Knijpen uit de heupzenuw geeft dergelijke acute pijnsyndromen. De oorzaak van deze anomalie is tuberculose, zwangerschap, infectie (waaraan iemand leed), overwerk, zwaar lichamelijk werk, onderkoeling. Het belangrijkste kenmerk van deze aandoening is de aanwezigheid van acute pijn. Deze infectieuze laesies gaan gepaard met koorts, algemene malaise en een verminderde menselijke motoriek zullen ook bij de symptomen komen..

Na een blessure kan de heup ook pijn doen, niet alleen de spieren kunnen rekken, maar ook het ligamenteuze apparaat. De pijn stroomt naar de lumbale, lies en been. Zelfs in rust begint iemand vreselijk gestoord te worden door pijn..

Alle pathologieën die als gevolg daarvan met het bewegingsapparaat worden geassocieerd, kunnen leiden tot het verlies van een ledemaat, volledig verlies of gedeeltelijke immobiliteit voor een gehandicapte.

Alle pijn die uit de heup komt, om de exacte oorzaak te achterhalen, zal altijd veel inspanning en veel onderzoeken vergen van de arts zodat hij een adequate behandeling kan opstellen.

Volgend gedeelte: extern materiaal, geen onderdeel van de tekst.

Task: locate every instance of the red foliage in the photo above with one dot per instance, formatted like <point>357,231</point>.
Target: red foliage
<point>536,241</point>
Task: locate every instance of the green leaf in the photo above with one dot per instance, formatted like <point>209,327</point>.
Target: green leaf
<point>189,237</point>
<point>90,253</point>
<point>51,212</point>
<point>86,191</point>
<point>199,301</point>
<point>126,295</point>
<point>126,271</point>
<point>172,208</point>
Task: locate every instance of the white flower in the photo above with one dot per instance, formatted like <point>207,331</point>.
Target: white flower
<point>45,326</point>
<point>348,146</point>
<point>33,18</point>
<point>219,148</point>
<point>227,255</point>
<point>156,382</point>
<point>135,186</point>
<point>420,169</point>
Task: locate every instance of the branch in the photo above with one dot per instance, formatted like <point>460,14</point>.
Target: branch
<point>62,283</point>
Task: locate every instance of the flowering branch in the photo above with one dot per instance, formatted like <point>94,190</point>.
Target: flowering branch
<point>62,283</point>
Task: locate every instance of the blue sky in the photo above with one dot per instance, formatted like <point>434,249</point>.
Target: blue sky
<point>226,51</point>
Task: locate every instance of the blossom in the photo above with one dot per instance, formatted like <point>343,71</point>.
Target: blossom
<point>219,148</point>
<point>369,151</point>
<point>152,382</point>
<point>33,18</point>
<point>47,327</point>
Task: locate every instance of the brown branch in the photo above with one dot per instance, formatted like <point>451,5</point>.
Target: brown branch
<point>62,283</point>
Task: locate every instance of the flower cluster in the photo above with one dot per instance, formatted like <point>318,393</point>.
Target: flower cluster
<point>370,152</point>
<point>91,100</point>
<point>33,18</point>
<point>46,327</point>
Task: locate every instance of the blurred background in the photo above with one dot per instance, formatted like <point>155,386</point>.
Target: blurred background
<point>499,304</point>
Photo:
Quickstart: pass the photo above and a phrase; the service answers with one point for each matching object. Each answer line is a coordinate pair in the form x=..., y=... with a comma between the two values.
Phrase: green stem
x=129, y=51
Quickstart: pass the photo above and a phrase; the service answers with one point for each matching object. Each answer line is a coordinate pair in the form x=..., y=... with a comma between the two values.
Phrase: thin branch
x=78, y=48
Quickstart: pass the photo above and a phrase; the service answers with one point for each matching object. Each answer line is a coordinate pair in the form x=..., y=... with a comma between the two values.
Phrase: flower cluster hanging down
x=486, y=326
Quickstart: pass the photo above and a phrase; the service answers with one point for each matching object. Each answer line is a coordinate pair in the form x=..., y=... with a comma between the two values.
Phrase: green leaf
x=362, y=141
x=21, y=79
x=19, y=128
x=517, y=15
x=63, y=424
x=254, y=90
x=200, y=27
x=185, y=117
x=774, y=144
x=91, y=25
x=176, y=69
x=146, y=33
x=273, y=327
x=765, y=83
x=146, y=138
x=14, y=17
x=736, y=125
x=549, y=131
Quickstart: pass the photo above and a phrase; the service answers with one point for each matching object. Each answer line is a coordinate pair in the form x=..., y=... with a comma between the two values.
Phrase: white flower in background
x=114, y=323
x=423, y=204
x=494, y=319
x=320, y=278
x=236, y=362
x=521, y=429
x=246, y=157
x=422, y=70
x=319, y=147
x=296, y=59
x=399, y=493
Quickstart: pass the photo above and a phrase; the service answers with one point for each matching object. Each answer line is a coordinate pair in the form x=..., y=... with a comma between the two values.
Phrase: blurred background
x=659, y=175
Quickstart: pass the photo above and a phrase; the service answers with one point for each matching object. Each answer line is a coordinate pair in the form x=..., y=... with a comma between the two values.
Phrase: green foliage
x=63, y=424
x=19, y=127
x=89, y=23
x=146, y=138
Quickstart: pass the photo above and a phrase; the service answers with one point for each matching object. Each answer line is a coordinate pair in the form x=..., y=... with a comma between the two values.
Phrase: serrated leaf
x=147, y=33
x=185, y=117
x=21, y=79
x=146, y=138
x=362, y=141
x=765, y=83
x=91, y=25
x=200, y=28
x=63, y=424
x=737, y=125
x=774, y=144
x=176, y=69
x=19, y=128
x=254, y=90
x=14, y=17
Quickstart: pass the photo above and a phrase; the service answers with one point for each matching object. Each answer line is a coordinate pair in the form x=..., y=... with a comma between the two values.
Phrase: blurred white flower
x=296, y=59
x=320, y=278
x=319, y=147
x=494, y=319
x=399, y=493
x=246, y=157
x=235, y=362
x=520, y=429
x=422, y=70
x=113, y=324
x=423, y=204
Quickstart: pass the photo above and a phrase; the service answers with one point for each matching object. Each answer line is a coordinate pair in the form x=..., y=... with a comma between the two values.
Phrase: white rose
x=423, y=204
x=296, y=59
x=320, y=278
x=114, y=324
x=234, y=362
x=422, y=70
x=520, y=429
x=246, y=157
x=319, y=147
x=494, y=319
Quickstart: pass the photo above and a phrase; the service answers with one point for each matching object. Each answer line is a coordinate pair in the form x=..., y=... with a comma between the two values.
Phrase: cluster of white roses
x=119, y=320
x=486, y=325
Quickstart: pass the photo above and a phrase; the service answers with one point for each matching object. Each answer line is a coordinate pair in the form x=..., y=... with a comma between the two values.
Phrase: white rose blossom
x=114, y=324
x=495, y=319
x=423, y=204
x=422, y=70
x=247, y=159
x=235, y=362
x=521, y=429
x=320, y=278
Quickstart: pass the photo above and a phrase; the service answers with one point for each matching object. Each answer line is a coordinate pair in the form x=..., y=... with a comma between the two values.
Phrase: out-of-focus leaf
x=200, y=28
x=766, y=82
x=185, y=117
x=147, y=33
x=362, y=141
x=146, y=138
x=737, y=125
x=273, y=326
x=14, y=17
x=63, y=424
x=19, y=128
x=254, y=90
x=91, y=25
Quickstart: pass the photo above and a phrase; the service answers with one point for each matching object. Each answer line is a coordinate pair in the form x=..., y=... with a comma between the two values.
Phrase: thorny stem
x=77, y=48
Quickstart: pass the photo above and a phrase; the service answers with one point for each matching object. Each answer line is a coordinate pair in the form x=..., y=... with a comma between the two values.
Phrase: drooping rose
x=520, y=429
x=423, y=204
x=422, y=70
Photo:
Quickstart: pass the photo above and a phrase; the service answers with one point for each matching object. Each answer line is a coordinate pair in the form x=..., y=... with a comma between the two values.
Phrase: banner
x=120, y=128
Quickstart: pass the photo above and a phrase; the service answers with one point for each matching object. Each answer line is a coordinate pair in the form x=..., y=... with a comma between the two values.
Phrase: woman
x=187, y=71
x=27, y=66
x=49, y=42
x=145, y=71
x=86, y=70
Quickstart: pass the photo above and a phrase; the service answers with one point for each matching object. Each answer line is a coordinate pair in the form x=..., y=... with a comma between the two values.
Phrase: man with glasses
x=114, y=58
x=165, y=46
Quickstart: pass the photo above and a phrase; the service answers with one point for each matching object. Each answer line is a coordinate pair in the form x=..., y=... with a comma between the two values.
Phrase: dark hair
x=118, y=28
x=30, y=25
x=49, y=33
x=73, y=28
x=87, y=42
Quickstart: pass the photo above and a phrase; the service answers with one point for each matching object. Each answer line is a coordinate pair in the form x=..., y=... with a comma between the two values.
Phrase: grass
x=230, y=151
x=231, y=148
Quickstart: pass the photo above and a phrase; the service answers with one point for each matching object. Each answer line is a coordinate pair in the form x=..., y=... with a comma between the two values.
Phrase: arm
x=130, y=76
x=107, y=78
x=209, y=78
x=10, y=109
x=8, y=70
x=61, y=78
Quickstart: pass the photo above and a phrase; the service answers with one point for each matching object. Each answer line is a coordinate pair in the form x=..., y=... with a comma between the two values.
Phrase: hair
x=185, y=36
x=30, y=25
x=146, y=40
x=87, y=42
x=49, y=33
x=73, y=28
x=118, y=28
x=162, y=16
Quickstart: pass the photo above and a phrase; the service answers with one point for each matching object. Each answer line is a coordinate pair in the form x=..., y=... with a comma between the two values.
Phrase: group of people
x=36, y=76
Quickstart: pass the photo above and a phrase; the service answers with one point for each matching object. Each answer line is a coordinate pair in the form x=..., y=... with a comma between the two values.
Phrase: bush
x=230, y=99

Een lijst met onderzoeken die nuttig kunnen zijn bij het stellen van een diagnose:

  • Elektromyografie - helpt om de conditie van spieren, pezen, het werk van het ligamenteuze apparaat te laten zien.
  • Röntgenfoto's en echografie - laat zien of er besmettelijke pakketten zijn, mogelijke artritis, artrose.
  • Doppler-onderzoek van bloedvaten - zal de aanwezigheid van spataderen, tromboflebitis, trombose aantonen. Deze techniek zal de ziekte in de beginfase van ontwikkeling detecteren..
  • MRI - het onderzoek omvat zowel het heupgewricht als de gehele wervelkolom. Met deze methode kunt u ook de toestand van zachte weefsels identificeren..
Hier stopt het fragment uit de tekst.